Dive Brief:
- Google Cloud’s enterprise customers can now access Gemini via Google Distributed Cloud, its on-premises and edge cloud solution, the company said Thursday.
- The tech giant positioned the move as a security play. “For years, enterprises and governments with the strictest data security and sovereignty requirements have faced a difficult choice: adopt modern AI or protect their data,” Google said in the announcement. “Today, that compromise ends.”
- The company partnered with Nvidia in April to bring its Gemini models to the chipmaker’s Blackwell systems as it looked to enhance the privacy and security of GDC. Google’s Agentspace, a service for pre-built AI agents, remains in preview.
Dive Insight:
Enterprises have concerns about keeping data and intellectual property secure when using AI. On-premises deployments offer a type of oasis.
“Bottom line, it’s about empowering enterprises everywhere to tap leading frontier models that deliver best-in-class capabilities in a controlled, secure, compartmentalized, sovereign manner,” Chirag Dekate, VP analyst at Gartner, told CIO Dive.
The on-premises AI market is still evolving.
“OpenAI currently does not have this approach, and Anthropic also does not have this sort of delivery approach,” Dekate said. “It’s not very clear whether OpenAI or Anthropic has the incentive to address the on-prem opportunity.”
Vendors see on-premises as a potential differentiator in the enterprise market as more consumer-focused AI companies capture other experiences, such as through apps or online access.
Demand for on-premises access to frontier models is growing alongside data privacy concerns.
“Enterprises have some workloads and data assets that will never move to the cloud,” Dekate said, citing compliance, security and data sovereignty considerations for highly-regulated industries and government ecosystems.
On-premises data centers are starting to see a boost from AI and GPU deployments, and Nvidia has had a hand in supporting a large chunk of those workloads.

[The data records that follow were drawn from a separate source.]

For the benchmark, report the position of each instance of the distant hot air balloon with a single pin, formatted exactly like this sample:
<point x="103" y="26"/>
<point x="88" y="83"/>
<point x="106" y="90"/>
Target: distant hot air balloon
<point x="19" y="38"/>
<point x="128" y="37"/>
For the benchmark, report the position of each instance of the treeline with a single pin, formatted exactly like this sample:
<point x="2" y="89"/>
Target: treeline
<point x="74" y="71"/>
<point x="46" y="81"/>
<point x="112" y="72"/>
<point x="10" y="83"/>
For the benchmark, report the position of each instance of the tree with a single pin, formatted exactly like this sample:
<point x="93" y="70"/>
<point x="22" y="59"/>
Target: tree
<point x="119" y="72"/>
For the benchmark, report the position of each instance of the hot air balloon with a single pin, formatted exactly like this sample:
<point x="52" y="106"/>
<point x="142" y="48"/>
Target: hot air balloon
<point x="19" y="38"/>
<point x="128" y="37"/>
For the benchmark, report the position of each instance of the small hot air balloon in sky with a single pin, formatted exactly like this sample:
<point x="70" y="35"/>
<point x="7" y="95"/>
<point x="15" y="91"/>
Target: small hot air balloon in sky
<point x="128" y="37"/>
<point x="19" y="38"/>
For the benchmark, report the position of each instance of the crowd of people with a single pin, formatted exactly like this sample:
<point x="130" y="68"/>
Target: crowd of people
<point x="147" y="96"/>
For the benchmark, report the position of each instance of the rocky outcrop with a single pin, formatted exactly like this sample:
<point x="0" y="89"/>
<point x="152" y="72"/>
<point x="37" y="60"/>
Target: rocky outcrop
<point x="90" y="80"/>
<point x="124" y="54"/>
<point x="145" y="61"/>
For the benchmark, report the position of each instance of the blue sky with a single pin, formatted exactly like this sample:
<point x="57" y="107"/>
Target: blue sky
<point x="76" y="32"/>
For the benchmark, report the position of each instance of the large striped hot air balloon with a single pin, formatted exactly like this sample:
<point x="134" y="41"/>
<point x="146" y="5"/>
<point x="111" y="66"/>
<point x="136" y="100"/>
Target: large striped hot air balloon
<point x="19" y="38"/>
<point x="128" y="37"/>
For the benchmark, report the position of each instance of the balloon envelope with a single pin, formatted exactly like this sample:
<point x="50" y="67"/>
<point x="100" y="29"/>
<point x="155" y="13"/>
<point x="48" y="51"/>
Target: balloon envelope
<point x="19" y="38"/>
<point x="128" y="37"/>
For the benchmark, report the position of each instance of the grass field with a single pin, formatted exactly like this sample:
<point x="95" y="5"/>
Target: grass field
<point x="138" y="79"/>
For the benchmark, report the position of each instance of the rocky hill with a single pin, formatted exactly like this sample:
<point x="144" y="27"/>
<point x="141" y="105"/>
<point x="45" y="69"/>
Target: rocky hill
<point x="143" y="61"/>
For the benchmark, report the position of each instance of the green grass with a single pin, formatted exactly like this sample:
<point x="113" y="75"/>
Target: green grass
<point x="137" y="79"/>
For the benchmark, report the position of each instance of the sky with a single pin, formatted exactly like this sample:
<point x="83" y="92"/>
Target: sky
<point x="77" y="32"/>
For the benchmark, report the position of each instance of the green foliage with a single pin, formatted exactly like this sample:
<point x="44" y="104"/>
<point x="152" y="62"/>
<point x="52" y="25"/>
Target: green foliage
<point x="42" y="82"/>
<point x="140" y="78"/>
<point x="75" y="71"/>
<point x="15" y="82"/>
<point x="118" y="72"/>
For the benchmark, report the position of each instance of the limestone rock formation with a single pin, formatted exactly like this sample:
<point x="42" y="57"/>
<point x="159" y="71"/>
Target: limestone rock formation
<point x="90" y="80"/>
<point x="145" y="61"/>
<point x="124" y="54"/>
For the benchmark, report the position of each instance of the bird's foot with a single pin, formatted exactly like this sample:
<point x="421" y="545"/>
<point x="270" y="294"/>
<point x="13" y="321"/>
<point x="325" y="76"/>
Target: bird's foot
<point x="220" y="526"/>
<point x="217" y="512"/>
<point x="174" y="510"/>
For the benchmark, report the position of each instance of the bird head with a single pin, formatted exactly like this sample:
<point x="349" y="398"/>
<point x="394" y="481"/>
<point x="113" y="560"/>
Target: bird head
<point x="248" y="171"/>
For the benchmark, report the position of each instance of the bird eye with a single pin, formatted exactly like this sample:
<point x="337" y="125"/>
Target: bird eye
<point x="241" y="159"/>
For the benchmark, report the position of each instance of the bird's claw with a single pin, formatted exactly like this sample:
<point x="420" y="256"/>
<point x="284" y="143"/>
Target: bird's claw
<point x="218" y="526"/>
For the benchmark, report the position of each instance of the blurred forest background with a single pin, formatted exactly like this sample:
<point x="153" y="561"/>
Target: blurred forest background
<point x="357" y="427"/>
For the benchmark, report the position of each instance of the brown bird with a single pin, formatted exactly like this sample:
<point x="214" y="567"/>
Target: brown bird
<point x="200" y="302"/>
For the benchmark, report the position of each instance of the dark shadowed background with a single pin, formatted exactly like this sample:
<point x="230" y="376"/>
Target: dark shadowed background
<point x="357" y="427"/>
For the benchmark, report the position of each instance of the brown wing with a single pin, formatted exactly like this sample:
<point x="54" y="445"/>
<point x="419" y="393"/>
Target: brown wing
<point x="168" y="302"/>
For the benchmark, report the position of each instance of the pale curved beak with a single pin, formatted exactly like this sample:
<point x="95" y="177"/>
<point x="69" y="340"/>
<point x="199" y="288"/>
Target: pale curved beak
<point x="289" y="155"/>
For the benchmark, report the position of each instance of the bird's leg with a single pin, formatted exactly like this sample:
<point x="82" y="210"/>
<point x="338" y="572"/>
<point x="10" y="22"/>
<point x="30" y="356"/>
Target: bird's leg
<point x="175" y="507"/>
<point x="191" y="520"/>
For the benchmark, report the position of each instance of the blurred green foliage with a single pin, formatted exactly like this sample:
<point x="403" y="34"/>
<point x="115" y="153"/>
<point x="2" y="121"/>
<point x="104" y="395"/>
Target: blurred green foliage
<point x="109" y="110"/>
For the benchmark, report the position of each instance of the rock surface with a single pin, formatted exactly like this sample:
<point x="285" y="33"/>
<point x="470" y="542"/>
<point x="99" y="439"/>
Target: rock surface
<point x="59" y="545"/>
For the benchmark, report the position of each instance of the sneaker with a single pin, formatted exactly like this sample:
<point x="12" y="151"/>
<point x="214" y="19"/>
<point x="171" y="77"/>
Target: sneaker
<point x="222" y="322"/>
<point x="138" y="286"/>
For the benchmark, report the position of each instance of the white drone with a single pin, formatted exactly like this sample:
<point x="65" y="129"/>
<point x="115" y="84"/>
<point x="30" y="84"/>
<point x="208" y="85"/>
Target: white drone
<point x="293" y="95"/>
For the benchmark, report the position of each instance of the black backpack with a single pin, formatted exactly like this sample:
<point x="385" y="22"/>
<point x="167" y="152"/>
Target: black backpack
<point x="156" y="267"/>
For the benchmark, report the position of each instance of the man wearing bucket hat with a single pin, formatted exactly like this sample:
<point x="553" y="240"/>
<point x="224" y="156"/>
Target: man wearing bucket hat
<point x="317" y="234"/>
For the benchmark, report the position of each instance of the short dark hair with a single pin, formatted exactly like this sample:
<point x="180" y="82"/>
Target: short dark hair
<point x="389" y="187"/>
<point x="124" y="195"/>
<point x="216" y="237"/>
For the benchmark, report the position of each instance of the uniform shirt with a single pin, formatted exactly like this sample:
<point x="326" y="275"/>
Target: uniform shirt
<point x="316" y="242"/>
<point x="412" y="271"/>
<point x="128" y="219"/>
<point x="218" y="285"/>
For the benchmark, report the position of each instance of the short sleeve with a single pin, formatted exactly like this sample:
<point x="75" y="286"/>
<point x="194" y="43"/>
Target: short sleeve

In just one quarter, large cloud providers added an average of roughly 72,000 Nvidia Blackwell GPUs per week, executives said during the company’s Q1 2026 earnings call.
“It’s really hard to move every company’s data into the cloud, so we’re going to move AI into the enterprise,” CEO Jensen Huang said to investors in May. “We’re going to see AI go into enterprise, which is on-prem, because so much of the data is still on-prem.”
PC manufacturers are also helping to bolster the availability of on-premises AI.
In May, Dell executives touted expanded partnerships with Google and Cohere as it looks to accelerate customers’ on-premises AI deployments. Dell had more than $12 billion in AI orders during Q1 2026.